Le changement de politique

L’administration de Mamdani a déclaré que TikTok est désormais un outil essentiel pour atteindre les résidents, notamment en ce qui concerne les alertes d’urgence, les services publics et les mises à jour d’événements. Ce revirement survient après l’utilisation réussie par Mamdani des médias sociaux au cours de sa campagne et au début de son mandat, où l’engagement sur TikTok a considérablement stimulé le recrutement de bénévoles et l’inscription aux programmes.

Par exemple, une récente vidéo Instagram faisant la promotion du programme d’alerte d’urgence NotifyNYC a généré plus de 32 000 nouvelles inscriptions en seulement quatre jours, dépassant les résultats d’une précédente campagne publicitaire de 240 000 $. De même, une campagne de TikTok en faveur du programme de déneigement de la ville a triplé la participation.

Mesures de sécurité en place

Pour atténuer les risques de sécurité, les agences devront utiliser des appareils distincts et restreints pour accéder à TikTok. Ces appareils ne seront pas autorisés à stocker des données sensibles, à utiliser des e-mails personnels ou à se connecter aux systèmes internes. Un personnel spécifique au sein des bureaux des médias et de la presse sera désigné pour gérer les comptes, garantissant ainsi un environnement contrôlé.

Le paysage changeant de TikTok

Le renversement de politique coïncide avec un changement dans la structure opérationnelle de TikTok. En janvier 2026, la société a finalisé un accord avec l’administration Trump pour établir une version basée aux États-Unis et gérée par des investisseurs américains, dont Oracle. Cette évolution a permis d’éviter une interdiction de l’application à l’échelle nationale.

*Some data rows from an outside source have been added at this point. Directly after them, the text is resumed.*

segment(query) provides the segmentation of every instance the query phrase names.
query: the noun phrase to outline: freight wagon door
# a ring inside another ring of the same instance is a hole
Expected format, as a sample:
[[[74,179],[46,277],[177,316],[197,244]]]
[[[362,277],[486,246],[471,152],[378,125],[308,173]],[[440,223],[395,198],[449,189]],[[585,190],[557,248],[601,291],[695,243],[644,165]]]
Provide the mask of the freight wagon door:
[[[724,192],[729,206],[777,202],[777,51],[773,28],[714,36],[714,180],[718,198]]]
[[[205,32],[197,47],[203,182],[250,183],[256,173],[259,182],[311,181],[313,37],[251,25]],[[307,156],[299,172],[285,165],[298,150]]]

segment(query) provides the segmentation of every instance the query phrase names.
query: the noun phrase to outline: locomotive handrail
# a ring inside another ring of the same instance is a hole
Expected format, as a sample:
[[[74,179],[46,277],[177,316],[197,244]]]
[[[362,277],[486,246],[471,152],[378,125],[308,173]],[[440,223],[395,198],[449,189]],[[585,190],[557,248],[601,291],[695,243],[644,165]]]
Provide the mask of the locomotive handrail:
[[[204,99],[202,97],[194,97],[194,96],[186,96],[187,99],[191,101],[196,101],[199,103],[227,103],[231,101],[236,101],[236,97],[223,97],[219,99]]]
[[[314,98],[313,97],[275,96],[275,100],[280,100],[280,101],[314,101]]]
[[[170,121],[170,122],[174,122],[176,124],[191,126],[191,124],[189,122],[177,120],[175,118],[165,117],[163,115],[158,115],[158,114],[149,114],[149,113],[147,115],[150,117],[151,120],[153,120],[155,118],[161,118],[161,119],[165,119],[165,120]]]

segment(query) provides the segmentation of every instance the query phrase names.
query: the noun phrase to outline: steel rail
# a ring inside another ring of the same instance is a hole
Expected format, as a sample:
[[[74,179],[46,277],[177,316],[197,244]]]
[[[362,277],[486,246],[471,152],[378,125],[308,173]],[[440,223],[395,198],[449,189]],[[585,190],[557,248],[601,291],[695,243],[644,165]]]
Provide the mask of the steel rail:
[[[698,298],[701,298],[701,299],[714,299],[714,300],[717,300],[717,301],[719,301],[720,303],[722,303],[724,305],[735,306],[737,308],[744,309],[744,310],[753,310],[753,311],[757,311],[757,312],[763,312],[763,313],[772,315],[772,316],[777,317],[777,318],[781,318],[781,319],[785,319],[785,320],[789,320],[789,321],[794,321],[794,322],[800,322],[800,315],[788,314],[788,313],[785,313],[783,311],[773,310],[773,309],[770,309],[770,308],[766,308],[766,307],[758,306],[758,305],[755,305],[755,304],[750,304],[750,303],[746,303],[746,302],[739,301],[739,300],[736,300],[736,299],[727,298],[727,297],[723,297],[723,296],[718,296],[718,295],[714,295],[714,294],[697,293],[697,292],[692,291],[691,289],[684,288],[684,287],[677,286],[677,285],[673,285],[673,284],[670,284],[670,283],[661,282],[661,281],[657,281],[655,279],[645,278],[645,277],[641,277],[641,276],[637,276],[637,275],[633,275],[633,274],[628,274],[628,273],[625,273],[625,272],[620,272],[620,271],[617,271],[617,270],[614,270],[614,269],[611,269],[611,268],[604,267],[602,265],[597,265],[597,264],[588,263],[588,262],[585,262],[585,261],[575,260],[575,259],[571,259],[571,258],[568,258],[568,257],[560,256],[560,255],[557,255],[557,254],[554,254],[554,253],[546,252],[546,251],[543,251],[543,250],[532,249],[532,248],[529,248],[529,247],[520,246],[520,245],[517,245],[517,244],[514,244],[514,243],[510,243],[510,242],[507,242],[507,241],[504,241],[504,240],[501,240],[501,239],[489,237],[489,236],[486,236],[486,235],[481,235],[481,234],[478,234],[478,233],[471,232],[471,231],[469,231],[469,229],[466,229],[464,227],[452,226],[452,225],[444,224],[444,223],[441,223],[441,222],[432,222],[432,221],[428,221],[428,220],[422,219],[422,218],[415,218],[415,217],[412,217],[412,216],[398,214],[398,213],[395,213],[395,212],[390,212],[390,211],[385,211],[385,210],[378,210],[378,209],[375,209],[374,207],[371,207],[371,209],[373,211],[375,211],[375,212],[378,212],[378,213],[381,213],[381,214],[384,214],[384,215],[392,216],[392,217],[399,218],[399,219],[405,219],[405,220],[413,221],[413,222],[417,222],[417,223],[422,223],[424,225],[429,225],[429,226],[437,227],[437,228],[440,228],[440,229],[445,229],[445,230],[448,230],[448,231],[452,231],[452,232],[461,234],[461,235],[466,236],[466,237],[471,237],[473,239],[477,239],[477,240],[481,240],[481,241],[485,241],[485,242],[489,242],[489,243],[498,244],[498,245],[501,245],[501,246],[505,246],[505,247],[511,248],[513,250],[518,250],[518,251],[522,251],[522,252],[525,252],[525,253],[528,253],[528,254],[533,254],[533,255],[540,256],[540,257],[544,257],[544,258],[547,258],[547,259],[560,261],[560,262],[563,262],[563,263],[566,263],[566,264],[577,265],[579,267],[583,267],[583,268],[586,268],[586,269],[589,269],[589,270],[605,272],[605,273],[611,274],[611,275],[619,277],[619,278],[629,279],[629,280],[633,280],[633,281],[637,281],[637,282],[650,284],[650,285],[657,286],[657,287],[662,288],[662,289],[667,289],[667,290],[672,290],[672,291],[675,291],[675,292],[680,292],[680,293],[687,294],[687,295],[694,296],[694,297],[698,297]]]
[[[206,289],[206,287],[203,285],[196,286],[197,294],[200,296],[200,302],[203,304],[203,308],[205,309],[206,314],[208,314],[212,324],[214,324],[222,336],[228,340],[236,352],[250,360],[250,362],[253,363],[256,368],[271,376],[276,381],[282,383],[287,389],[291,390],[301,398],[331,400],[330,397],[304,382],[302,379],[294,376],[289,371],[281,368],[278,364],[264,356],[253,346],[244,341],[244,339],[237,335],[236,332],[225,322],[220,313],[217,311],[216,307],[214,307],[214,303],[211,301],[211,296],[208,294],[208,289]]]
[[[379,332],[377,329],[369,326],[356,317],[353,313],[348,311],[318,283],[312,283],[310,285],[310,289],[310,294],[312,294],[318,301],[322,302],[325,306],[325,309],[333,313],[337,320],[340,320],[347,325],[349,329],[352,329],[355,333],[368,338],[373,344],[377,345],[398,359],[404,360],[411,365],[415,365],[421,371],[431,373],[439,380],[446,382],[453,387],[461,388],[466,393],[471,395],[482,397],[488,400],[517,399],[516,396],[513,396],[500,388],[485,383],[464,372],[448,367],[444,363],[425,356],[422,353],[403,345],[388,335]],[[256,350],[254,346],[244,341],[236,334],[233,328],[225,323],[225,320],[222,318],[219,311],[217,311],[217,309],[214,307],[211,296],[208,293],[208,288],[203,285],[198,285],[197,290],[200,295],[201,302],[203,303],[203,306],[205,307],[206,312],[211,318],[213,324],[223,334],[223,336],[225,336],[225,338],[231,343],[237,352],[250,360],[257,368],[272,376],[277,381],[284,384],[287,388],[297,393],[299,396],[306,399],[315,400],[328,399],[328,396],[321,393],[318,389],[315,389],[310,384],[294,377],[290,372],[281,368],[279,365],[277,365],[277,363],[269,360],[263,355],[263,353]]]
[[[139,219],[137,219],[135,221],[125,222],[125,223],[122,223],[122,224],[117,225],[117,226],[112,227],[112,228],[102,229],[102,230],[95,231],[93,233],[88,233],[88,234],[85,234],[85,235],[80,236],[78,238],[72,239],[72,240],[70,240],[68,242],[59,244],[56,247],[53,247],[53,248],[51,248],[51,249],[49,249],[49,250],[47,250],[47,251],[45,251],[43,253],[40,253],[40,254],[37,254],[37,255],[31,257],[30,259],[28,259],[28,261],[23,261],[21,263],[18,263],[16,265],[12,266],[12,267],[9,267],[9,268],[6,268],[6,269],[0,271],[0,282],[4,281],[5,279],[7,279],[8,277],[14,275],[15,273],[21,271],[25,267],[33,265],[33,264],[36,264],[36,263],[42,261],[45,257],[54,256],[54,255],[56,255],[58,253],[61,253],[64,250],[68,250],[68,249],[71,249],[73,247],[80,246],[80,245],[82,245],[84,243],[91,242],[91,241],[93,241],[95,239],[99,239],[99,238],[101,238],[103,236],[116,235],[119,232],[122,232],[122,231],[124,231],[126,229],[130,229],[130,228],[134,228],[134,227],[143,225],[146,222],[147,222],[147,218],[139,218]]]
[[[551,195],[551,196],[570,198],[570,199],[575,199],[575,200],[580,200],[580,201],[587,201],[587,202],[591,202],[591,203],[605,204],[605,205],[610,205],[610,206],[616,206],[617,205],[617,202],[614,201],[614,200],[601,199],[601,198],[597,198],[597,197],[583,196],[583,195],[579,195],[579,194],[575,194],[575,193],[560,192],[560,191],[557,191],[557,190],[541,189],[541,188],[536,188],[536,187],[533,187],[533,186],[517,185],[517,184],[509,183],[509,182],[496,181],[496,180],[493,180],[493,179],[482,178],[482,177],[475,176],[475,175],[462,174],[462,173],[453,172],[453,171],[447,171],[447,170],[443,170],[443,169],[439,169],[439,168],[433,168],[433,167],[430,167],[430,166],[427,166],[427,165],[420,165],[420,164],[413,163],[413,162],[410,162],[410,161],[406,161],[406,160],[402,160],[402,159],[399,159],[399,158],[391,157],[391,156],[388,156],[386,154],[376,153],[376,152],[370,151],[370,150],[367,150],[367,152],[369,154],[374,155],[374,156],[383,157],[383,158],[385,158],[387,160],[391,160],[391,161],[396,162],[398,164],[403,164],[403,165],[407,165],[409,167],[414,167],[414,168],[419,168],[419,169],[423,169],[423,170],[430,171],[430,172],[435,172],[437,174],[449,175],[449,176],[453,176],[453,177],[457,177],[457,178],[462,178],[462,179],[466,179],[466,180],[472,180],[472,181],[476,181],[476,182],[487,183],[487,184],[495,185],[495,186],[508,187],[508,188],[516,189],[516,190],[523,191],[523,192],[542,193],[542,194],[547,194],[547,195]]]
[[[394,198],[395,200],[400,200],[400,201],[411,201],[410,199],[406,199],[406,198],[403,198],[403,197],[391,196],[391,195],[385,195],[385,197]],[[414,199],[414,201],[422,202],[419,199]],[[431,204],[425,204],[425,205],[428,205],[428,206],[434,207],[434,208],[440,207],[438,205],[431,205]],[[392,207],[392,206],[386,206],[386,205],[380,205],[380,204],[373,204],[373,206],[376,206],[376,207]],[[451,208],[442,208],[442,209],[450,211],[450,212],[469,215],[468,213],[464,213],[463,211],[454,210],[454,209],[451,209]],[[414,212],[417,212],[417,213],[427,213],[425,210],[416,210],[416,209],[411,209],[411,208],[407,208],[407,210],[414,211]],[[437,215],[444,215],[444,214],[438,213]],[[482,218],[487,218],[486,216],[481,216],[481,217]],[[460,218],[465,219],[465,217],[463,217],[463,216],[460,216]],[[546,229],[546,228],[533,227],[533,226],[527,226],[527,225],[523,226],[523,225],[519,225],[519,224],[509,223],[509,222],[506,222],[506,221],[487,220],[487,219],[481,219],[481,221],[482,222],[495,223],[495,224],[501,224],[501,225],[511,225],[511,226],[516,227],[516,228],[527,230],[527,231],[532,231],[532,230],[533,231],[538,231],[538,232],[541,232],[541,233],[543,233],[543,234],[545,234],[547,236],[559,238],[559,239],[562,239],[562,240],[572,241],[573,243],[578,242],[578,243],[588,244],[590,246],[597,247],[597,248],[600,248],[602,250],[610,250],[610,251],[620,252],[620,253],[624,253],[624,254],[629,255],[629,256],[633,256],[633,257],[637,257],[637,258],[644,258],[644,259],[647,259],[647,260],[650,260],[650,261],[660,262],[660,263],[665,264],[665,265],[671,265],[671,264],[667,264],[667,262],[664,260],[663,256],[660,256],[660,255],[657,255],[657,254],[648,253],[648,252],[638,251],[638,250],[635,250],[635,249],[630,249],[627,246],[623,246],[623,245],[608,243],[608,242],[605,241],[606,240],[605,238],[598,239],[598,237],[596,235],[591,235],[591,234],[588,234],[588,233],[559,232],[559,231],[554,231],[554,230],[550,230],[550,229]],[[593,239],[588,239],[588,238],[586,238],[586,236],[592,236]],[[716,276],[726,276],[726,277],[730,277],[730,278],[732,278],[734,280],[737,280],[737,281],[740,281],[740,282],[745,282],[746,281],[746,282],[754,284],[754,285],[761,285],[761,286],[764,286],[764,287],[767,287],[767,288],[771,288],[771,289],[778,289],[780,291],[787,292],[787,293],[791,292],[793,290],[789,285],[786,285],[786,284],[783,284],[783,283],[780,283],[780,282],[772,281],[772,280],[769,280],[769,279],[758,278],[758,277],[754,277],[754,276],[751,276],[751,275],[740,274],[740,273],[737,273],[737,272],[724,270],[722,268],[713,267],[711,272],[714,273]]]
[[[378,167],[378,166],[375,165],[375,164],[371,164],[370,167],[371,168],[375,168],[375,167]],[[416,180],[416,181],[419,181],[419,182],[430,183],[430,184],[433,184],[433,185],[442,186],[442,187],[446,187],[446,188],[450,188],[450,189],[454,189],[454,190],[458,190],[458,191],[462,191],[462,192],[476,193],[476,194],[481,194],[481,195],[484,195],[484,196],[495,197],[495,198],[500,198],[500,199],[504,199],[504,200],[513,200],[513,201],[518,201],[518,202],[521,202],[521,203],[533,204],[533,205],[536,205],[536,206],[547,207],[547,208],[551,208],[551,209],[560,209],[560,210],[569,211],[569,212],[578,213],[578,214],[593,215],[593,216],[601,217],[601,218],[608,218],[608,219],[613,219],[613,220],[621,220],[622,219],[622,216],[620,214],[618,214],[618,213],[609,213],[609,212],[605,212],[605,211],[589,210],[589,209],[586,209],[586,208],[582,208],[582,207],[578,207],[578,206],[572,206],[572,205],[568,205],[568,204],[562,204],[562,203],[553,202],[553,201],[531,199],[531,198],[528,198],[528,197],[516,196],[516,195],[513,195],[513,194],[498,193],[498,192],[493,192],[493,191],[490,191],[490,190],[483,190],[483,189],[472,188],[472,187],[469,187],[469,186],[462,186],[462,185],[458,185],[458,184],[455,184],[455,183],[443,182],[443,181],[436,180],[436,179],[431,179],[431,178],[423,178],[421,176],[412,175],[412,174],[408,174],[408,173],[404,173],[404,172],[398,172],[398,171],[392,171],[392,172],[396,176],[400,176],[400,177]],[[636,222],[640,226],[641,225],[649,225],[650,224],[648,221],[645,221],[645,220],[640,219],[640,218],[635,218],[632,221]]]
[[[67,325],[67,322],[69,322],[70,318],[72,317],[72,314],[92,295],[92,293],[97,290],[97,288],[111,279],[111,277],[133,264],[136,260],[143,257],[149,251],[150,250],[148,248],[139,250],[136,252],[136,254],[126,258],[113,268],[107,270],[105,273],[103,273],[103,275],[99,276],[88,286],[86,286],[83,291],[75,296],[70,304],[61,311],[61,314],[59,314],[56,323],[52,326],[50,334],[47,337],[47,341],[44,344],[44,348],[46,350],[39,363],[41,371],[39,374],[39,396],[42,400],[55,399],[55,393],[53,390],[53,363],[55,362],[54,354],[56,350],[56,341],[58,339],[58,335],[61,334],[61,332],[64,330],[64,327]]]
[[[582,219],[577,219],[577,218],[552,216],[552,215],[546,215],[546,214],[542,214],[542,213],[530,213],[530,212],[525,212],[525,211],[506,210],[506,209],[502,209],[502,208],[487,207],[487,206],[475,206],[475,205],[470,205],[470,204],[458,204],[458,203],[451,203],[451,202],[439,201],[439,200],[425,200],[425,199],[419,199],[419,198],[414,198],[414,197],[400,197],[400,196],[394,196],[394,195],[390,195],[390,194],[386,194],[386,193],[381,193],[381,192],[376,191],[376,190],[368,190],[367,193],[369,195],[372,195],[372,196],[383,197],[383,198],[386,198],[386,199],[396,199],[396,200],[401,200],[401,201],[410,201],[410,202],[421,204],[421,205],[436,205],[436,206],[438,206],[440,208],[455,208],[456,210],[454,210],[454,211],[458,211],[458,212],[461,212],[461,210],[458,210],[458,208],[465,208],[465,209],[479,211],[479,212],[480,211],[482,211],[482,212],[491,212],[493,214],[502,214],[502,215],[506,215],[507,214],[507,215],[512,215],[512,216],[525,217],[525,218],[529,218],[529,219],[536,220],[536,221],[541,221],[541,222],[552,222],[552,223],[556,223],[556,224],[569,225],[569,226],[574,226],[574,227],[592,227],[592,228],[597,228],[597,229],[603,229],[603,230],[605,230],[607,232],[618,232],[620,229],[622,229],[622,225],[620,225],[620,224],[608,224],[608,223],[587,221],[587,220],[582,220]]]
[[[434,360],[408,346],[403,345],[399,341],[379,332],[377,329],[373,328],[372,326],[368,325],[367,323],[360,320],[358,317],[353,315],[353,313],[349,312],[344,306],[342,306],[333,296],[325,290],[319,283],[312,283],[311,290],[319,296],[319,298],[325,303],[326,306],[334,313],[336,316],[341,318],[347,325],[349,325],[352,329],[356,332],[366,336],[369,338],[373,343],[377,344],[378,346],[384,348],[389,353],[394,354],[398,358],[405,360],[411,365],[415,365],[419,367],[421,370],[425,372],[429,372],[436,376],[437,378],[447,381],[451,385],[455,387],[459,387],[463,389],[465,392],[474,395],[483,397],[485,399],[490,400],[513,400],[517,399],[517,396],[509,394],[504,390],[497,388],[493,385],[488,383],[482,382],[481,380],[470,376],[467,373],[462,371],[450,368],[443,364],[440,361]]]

Contexte plus large de technologie et de sécurité

Cette décision s’inscrit dans un débat plus large sur l’accès du gouvernement aux plateformes numériques. Le paysage technologique au sens large regorge de problèmes de confidentialité, comme l’illustrent les développements récents : les législateurs américains envisagent d’adopter une législation exigeant des mandats de surveillance du FBI, Meta lutte contre les escroqueries à l’échelle industrielle sur ses plateformes, et les douanes et la protection des frontières des États-Unis ont été surprises en train de suivre des citoyens via des données publicitaires en ligne.

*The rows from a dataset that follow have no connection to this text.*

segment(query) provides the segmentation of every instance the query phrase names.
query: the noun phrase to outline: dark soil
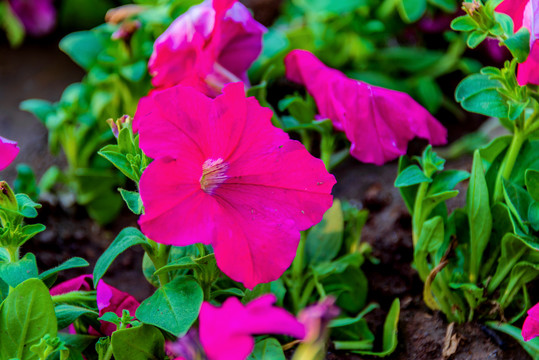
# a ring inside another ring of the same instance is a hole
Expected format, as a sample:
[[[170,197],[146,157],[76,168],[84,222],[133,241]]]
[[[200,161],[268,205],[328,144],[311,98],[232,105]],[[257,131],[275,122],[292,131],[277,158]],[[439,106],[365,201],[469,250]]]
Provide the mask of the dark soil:
[[[0,135],[19,141],[21,153],[17,163],[26,162],[40,176],[50,165],[62,166],[61,157],[48,154],[45,128],[32,115],[18,110],[20,101],[28,98],[57,100],[68,84],[78,81],[83,72],[56,47],[54,41],[31,42],[18,50],[0,44]],[[457,125],[458,126],[458,125]],[[450,129],[450,134],[461,130]],[[456,136],[456,135],[455,135]],[[422,148],[416,143],[411,151]],[[468,168],[465,158],[452,167]],[[12,182],[15,166],[2,173]],[[356,201],[370,211],[363,230],[363,241],[373,247],[380,264],[363,267],[369,279],[369,300],[381,305],[369,314],[368,321],[382,338],[386,312],[395,297],[401,299],[399,345],[388,359],[442,359],[442,348],[448,323],[432,313],[422,302],[422,283],[410,266],[412,241],[410,216],[398,190],[393,187],[396,163],[383,167],[359,164],[348,160],[336,171],[337,197]],[[461,194],[462,196],[462,194]],[[96,259],[125,226],[136,226],[136,218],[127,212],[111,226],[100,228],[80,208],[64,209],[55,201],[44,202],[37,221],[47,230],[25,245],[23,251],[39,252],[41,270],[54,267],[72,256],[87,259],[88,269],[63,273],[60,280],[91,272]],[[110,268],[105,280],[139,300],[151,293],[151,286],[142,280],[140,250],[131,249],[121,255]],[[451,359],[527,359],[528,355],[510,338],[485,331],[481,325],[466,324],[454,329],[459,344]],[[381,344],[376,344],[380,348]],[[357,355],[329,349],[328,359],[363,359]]]

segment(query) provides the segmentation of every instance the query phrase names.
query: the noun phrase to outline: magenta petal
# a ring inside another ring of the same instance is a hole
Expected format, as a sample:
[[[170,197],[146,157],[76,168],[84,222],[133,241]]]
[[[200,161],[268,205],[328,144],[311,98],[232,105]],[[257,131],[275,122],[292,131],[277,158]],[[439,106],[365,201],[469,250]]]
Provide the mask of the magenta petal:
[[[0,170],[7,168],[18,154],[17,142],[0,136]]]
[[[515,32],[522,27],[524,9],[529,0],[505,0],[496,7],[496,11],[507,14],[513,19]]]
[[[209,360],[245,359],[254,348],[252,335],[283,334],[302,339],[305,327],[284,309],[274,307],[275,296],[263,295],[242,305],[235,297],[220,308],[208,302],[200,311],[200,341]]]
[[[195,169],[187,161],[158,159],[144,171],[140,193],[145,213],[139,224],[150,239],[176,246],[212,242],[221,210],[200,190],[201,169],[202,163]]]
[[[53,0],[9,0],[9,3],[29,34],[42,36],[54,28]]]
[[[360,161],[382,165],[405,154],[416,136],[446,143],[445,128],[408,94],[349,79],[304,50],[291,51],[285,64],[286,76],[307,87],[320,115],[346,133]]]
[[[528,310],[528,317],[522,325],[522,337],[529,341],[539,336],[539,303]]]
[[[67,294],[72,291],[90,291],[92,290],[92,275],[81,275],[74,279],[64,281],[53,288],[50,293],[52,296]]]
[[[265,31],[236,0],[193,6],[156,40],[148,63],[152,84],[158,88],[183,84],[214,96],[234,77],[247,82],[247,70],[262,51]]]
[[[533,44],[526,61],[518,65],[517,80],[520,86],[539,85],[539,40]]]
[[[107,312],[113,312],[121,317],[124,309],[129,310],[131,316],[135,316],[140,304],[133,296],[108,285],[103,280],[97,283],[96,291],[99,316]],[[101,332],[104,335],[110,336],[115,330],[116,325],[106,321],[101,322]]]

La décision de l’administration Mamdani reflète une reconnaissance croissante du fait que les communications officielles doivent atteindre les citoyens là où ils se trouvent – ​​même si cela signifie adopter des plateformes auparavant considérées comme des risques pour la sécurité. L’approche de l’administration vise à équilibrer l’accessibilité avec une protection responsable des données dans un monde de plus en plus numérique.

Ce revirement est un signal clair que la nouvelle administration donne la priorité à une sensibilisation efficace du public plutôt qu’à des restrictions générales sur les plateformes de médias sociaux.